Maka tersebutlah seorang tokoh bernama Margaret Lea, seorang penulis biography muda yang mendapatkan permintaan dari seseorang yang amat terkenal untuk menuliskan biographynya. Disinilah muncul Vida Winter, seorang penulis dongeng ternama yang sudah menerbitkan puluhan cerita dongeng dalam bentuk buku. Hingga pada suatu ketika Vida Winter merasa dirinya sudah sangat renta dan lelah dan memutuskan untuk mengabadikan kisah hidupnya dalam sebuah buku, buku terakhir dengan kisah yang diciptakan olehnya namun bukan untuk dituliskan olehnya, sebuah biography untuk dikenang oleh para penggemarnya.
Saya berhenti disini tepatnya pada bab satu buku untuk kemudian berpikir, oke, lalu dimana letak dongeng ketiga belasnya, rasanya saya kehilangan orientasi cerita pada saat membaca novel ini. Siapa pemeran utamanya dan judul ini menunjuk pada kisah siapa, bisa dibilang melelahkan membaca novel ini, karena seperti membaca kehidupan dua orang sekaligus. Apakah Margaret Lea atau Vida Winter yang menjadi tokoh utama. Pada akhirnya saya putuskan untuk melanjutkan membaca kelanjutan cerita dongeng ketiga belas ini untuk mencari tahu.

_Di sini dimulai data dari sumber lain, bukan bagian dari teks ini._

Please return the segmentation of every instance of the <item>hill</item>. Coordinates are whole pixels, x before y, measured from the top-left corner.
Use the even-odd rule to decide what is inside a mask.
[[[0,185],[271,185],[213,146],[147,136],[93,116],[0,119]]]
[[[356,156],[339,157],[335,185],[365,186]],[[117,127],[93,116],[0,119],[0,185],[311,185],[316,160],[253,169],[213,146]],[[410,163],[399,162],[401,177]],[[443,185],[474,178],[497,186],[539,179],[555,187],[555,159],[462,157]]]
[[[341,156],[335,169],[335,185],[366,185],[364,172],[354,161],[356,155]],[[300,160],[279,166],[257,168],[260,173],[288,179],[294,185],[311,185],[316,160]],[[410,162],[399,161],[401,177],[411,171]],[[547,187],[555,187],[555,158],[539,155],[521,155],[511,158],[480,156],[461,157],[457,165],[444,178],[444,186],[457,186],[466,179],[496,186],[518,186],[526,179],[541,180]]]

Dongeng ketiga belas saya temukan pada bab-bab selanjutnya, ketika Margaret Lea mulai mencari buku-buku karangan Vida Winter, dan dia menemukan buku ke-empat yang ditulis oleh Vida Winter yang berjudul Ketiga Belas Dongeng Perubahan dan Keputusasan. Namun anehnya dalam buku tersebut hanya berisi dua belas dongeng, aha … , dimana dongeng ketiga belasnya. Dalam edisi cetakan berikutnya buku tersebut direvisi menjadi Dongeng-Dongeng Perubahan dan Keputusasaan.Ternyata misteri tersebut mulai nampak dalam cerita yang berat dan melelahkan ini. Begitu juga dengan Margaret Lea yangmulai merasa tertarik untuk mencari tahu tentang kisah hidup Vida Winter. Maka mulailah kisah hidup Vida Winter bergulir menjadi beberapa tokoh dalam buku ini, yang diceritakan kembali oleh Vida Winter dan dituliskan oleh Margaret Lea, ah sungguh membingungkan …
Awalnya ini bukan kisah hidup Vida Winter, tapi kisah hidup mereka para anggota keluarga Angelfield, Isabelle dan Charlie Angelfield, dua orang anak piatu yang kehilangan kasih sayang Ibu sejak masik belia. Dan kemudian berlanjut menjadi kisah Adeline dan Emmeline March dua orang anak kembar dari Isabelle Angelfield dengan seorang pemuda desa setempat, yang lagi-lagi bernasib sama dengan ibu mereka menjadi yatim piatu pada usia anak-anak. Hingga kisah itu menjadi kisah Vida Winter setelah penghuni rumah besar Angelfield satu demi satu telah tiada dan kebakaran besar merobohkan rumah besar Angelfield.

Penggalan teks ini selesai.